Large Language Models
Large language models (LLMs) are AI systems built on the transformer architecture, trained on vast corpora of text to understand and generate human language with remarkable fluency and reasoning ability.
The frontier LLMs of 2026—Anthropic's Claude, OpenAI's GPT series, Google's Gemini, Meta's Llama, and emerging competitors like DeepSeek—can write code, analyze complex documents, reason through multi-step problems, engage in nuanced conversation, and increasingly take autonomous action as AI agents. They are multimodal, processing not just text but images, audio, and video.

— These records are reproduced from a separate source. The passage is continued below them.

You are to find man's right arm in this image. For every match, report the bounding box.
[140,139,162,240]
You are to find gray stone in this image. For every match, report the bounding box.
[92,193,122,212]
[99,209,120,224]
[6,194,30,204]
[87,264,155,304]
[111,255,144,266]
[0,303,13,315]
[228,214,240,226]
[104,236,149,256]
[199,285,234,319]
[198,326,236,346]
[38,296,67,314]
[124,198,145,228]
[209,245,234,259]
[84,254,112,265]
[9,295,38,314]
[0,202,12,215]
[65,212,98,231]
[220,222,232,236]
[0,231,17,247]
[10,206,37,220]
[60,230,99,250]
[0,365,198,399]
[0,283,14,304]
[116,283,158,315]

The economics of LLMs tell a story of radical deflation. Per-million-token pricing has fallen from $30 in early 2023 to $0.10–$2.50 by early 2026—a 92% decline in roughly three years. Open-source models have been the primary catalyst: DeepSeek's models match frontier quality at $1.50 per million tokens, forcing price competition across the industry. This cost curve is one of the steepest in computing history, and it's still accelerating.
LLMs are the foundation layer for a cascade of applications. They power generative AI tools for content creation, agentic engineering platforms for software development, generative engine optimization for marketing, and an emerging agentic web where AI mediates discovery, commerce, and creation. Long context windows (100k–200k tokens are now standard) enable LLMs to process entire codebases, legal documents, or research papers in a single pass.
The most significant frontier isn't raw capability but the gap between investment and impact. Despite $211 billion in AI venture funding in 2025, the vast majority of organizations haven't figured out how to capture value from these models. The winners are those who integrate LLMs deeply into workflows rather than treating them as novelties—a pattern that echoes every previous platform shift.